Global Awareness is not only the degree to which students grasp the academic concept of the interconnectedness of countries and cultures, but how that knowledge becomes an integral part of their way of thinking and approaching new concepts both internationally and within their home communities.
The mere experience of going abroad is going to raise your global awareness; and the longer you spend outside of a familiar environment, the richer your global knowledge will become. But more important than duration is exposure and reflection. Programs that offer students the chance to study and experience their host culture in depth then provide opportunities to deliberately discuss the results provide the best opportunity for students to expand their global awareness.

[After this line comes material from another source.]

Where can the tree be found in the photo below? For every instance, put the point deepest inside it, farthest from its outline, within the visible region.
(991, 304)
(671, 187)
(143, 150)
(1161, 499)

Studying abroad is an invaluable opportunity to learn about the host country from the inside out. Many, though not all, students will have studied their host culture and language before departing, but there is a significant difference in, for example, taking a course in post-Soviet economies from an American professor in the US and taking the same subject in Poland from a local professor. To score well in this sub-benefit, universities should:
- Offer courses on the host country’s history, politics, economy, etc., for international students
- Offer courses or non-credit programs in the host country’s language for international students
- Arrange tours and excursions into the local area
Getting involved in the local community is the difference between truly studying abroad and merely studying whilst traveling. Students who go beyond the academic level and experience the quality of life of their host community will come away with a more human understanding of the challenges and issues they face as well as a personal connection. They will be better able to apply that personal and direct experience after their study abroad is over.
Programs rate highly in this category if they:
- Arrange service learning and community service opportunities for study abroad students
- Arrange short- or long-term homestay programs
- Introduce students to off-campus services (e.g. medical care, cell phones, banks) during orientation
Students who have studied the differences in history, society, and culture as well experienced the variations in quality of life need a safe environment in which to discuss their conclusions. The opportunity to share initial impressions with local students as well as other international students from different cultural backgrounds will allow students to frame their opinions in a larger context and develop lasting, meaningful conclusions.

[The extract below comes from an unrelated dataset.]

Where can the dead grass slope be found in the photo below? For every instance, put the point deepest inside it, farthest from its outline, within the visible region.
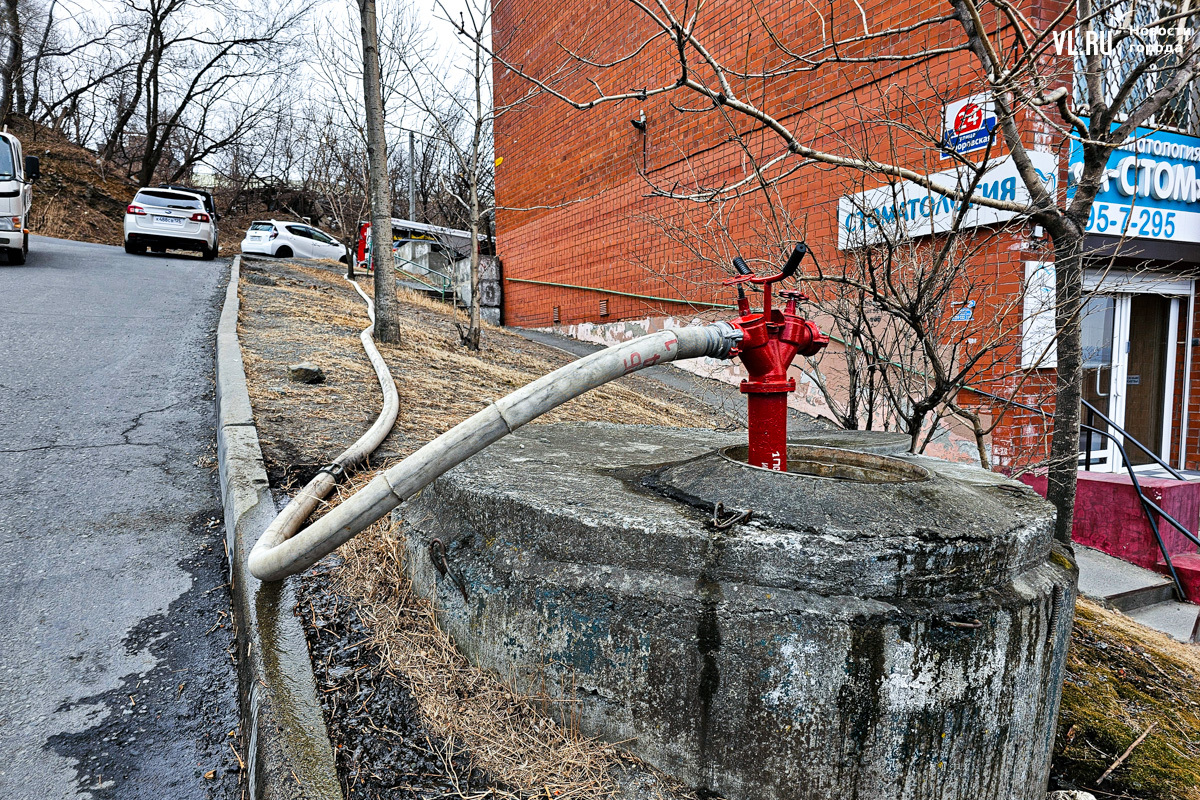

Some students will find these opportunities on their own, but others may hang on to their initial impressions and miss out on important learning opportunities. The best places to study abroad are those that create a safe place for discourse and encourage open conversation on students’ experiences through means such as the following:
- Having on campus student recreation facilities to serve as gathering points
- Holding dedicated discussion events about the local community
- Implementing a buddy program to build individual connections between students
Global Awareness Cannot be Taken for Granted
In the past, only the most outgoing students sought study abroad opportunities. For these students, it was often unnecessary for universities to deliberately push opportunities to develop global awareness. However, as more and more students of diverse backgrounds and personalities participate in study abroad (a most welcome development!) the best study abroad programs are those that account for this new variation and provide opportunities for all of their inbound students to succeed.